Pijana położna na dyżurze. W tym samym szpitalu zmarły nienarodzone bliźnięta
Kobieta, przyszła do pracy, mając w organizmie prawie dwa promile alkoholu. Sprawę wyjaśnia policja.
2014-03-16, 17:11
Posłuchaj
Chodzi o położną z Wojewódzkiego Szpitala Specjalistycznego. W tej samej placówce w styczniu doszło do śmierci nienarodzonych bliźniąt.
Policja nie chce mówić o szczegółach. Małgorzata Marczak, rzeczniczka Komendy Miejskiej Policji we Włocławku potwierdza jednak, że takie zdarzenie miało miejsce, a o sprawie powiadomił funkcjonariuszy pracownik szpitala.
x-news.pl, TVN24
W Wojewódzkim Szpitalu Specjalistycznym we Włocławku w styczniu zmarły nienarodzone bliźnięta. Rodzice za śmierć dzieci obwiniają personel placówki. Narodowy Fundusz Zdrowia wykazał w szpitalu szereg uchybień. Po kontroli Urzędu Marszałkowskiego i NFZ ordynator oddziału ginekologiczno-położniczego został zwolniony z pracy.
Protokoły wykazują nieprawidłowości w zarządzaniu oddziałem. Jak się okazało, ordynator pracował w szpitalu na pół etatu, co zdaniem dyrektora było niedopuszczalne.
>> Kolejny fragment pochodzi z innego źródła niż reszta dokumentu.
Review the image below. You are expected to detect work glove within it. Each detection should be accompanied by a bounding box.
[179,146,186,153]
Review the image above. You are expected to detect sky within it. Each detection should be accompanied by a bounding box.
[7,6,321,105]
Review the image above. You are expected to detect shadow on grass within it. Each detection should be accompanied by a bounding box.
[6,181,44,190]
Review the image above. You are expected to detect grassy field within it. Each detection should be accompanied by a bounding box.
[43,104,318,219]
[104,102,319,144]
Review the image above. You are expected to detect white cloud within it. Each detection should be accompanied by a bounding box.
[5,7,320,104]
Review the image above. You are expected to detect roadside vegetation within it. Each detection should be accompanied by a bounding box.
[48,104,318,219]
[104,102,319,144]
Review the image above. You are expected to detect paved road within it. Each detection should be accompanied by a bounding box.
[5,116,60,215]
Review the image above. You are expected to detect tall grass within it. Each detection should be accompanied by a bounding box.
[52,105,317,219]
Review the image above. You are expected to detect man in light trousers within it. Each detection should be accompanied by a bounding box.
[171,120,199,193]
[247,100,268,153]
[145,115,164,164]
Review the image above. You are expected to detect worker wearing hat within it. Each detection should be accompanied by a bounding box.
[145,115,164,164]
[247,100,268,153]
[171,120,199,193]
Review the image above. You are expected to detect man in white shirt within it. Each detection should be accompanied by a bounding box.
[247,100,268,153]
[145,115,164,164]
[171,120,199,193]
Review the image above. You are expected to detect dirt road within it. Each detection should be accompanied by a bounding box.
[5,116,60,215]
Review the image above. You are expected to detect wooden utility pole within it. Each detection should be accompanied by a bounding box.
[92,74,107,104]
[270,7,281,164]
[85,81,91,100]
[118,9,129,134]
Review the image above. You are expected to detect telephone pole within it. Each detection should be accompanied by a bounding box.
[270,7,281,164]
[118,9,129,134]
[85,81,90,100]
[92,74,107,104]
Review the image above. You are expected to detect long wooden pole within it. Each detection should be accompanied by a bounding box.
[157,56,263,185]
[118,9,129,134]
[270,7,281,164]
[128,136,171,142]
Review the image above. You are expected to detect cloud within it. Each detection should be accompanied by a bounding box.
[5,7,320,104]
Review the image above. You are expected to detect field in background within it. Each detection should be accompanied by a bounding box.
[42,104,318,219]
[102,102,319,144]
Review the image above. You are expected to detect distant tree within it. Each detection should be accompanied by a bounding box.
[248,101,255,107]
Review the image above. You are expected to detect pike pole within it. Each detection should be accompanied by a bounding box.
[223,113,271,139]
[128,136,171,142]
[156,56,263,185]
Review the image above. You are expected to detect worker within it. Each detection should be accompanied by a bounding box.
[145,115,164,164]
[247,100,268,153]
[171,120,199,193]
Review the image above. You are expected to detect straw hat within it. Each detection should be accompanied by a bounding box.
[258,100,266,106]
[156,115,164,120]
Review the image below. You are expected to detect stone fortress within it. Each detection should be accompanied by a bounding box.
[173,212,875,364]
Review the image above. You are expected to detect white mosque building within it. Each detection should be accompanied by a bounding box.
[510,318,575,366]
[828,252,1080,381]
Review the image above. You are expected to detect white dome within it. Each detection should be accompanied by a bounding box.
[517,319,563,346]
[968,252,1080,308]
Po tym, jak we włocławskim szpitalu zmarły nienarodzone bliźnięta, marszałek województwa zlecił audyt we wszystkich oddziałach ginekologiczno-położniczych w województwie. Mają zostać doposażone w nowy sprzęt warty 6-7 milionów złotych.
Szpital we Włocławku ma też zostać zmodernizowany. Koszt inwestycji to 200 milionów złotych. Po modernizacji wszystkie oddziały mają zostać wyposażone w nowy sprzęt wart 4 miliony złotych.